Et il disparut par la tapisserie du fond.
— Je suis bien inquiet, me dit Miromps. Ma pauvre femme ne supporte que difficilement les épreuves de la maternité. Elle ne quitte guère sa chaise-longue. Elle est triste. Rien ne parvient à la distraire !
Il passa sa main sur son front, comme pour essuyer une sueur invisible. Ce geste incluait une grande douleur.
— Elle ne trouve de soulagement que dans la lecture. Le chanoine Doublemaze lui indique des livres. Je lui en ai beaucoup de reconnaissance. C’est un prêtre fort accompli.
Nous entrâmes dans son cabinet.
— Voyez ma nouvelle acquisition, me dit-il avec une satisfaction de collectionneur.
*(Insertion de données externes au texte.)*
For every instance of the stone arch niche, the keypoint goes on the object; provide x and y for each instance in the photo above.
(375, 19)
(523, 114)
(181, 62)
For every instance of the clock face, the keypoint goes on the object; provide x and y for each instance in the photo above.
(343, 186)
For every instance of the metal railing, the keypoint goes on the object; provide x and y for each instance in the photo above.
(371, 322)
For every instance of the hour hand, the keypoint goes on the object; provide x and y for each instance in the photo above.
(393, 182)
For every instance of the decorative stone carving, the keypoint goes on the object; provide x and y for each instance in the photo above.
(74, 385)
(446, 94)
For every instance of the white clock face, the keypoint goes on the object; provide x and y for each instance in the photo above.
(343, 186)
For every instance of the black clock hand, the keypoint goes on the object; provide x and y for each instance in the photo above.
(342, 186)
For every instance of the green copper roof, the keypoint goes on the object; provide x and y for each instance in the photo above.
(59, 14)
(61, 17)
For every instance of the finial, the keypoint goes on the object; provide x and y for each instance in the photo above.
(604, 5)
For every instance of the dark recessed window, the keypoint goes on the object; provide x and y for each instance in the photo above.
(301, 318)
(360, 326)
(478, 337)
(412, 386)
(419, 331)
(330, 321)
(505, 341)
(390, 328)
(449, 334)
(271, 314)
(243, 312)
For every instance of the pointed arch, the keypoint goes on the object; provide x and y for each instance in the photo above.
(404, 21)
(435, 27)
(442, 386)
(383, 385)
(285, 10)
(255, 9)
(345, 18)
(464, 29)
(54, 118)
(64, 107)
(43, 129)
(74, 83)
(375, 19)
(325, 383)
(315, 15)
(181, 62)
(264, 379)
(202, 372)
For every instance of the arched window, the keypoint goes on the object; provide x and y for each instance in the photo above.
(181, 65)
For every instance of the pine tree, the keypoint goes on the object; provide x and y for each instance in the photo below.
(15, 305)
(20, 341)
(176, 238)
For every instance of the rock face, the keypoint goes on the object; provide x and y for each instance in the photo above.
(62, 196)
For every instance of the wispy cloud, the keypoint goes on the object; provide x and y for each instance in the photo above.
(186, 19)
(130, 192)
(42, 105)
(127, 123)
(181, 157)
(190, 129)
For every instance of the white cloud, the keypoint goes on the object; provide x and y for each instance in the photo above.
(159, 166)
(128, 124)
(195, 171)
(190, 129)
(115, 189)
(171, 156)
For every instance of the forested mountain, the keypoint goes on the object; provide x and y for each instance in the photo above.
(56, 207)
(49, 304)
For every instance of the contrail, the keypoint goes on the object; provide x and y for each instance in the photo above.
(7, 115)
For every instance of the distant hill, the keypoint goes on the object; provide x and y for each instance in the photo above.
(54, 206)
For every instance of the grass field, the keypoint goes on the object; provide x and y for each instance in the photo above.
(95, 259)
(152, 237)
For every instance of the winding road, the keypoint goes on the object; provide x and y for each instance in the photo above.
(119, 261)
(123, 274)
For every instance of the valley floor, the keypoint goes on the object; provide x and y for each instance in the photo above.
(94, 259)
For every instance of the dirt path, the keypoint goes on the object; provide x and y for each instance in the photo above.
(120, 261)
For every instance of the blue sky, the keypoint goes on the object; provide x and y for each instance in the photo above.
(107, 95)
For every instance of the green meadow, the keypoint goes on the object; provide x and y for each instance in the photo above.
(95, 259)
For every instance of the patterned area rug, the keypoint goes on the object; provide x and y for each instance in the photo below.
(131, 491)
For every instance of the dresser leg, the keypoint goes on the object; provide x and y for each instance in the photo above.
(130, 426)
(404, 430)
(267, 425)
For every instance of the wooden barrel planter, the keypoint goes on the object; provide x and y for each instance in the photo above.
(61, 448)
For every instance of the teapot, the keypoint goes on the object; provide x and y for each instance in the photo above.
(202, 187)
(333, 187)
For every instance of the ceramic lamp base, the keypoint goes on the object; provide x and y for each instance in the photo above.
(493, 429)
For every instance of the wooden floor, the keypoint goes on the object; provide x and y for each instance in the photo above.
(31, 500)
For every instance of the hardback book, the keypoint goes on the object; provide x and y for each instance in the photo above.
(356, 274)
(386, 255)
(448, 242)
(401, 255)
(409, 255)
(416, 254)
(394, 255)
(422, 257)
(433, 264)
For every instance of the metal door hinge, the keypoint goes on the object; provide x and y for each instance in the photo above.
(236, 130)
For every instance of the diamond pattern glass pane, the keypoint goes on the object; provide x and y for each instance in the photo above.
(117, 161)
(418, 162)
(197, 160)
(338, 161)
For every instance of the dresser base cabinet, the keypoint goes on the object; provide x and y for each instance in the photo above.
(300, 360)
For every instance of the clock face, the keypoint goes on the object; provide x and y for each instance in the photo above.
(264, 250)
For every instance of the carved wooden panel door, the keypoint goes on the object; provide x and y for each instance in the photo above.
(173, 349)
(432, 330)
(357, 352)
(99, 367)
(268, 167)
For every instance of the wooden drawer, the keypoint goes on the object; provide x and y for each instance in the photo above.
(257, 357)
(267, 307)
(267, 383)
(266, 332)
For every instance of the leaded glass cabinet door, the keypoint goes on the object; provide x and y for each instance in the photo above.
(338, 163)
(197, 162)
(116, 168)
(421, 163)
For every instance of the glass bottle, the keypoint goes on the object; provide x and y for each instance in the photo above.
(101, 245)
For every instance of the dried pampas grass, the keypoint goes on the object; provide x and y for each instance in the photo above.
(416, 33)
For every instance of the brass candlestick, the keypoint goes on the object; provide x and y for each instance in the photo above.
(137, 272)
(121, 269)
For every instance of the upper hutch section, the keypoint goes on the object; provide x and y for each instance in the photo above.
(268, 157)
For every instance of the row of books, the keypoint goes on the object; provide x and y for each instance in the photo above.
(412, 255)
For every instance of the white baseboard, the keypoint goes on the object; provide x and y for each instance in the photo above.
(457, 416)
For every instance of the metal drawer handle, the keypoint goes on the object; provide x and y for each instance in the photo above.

Une déesse étrusque ; la déesse de l’ombre.
C’était une figurine de bronze représentant une femme nue, mais longue, si longue qu’elle semblait une fumée ; à la contempler, elle s’effilait, s’effilait dans le demi-jour de la pièce. Le métal n’était plus qu’une impondérable substance. Je songeais à celle qui, de cette maison solitaire, s’évanouirait peut-être ainsi, un de ces soirs, pareille à la déesse de l’ombre, fumée, elle aussi.
Quelques instants plus tard nous pénétrâmes chez Mathilde.
La chambre, fort haute de plafond, était plongée dans une demi-obscurité. Une servante plaçait une lampe sur un guéridon. Baignées par le cercle lumineux, je vis des mains, allongées sur une couverture, des mains jaunes, amaigries. Au-dessous de la lampe, un livre ouvert. Le visage de Mathilde ne m’apparut qu’ensuite.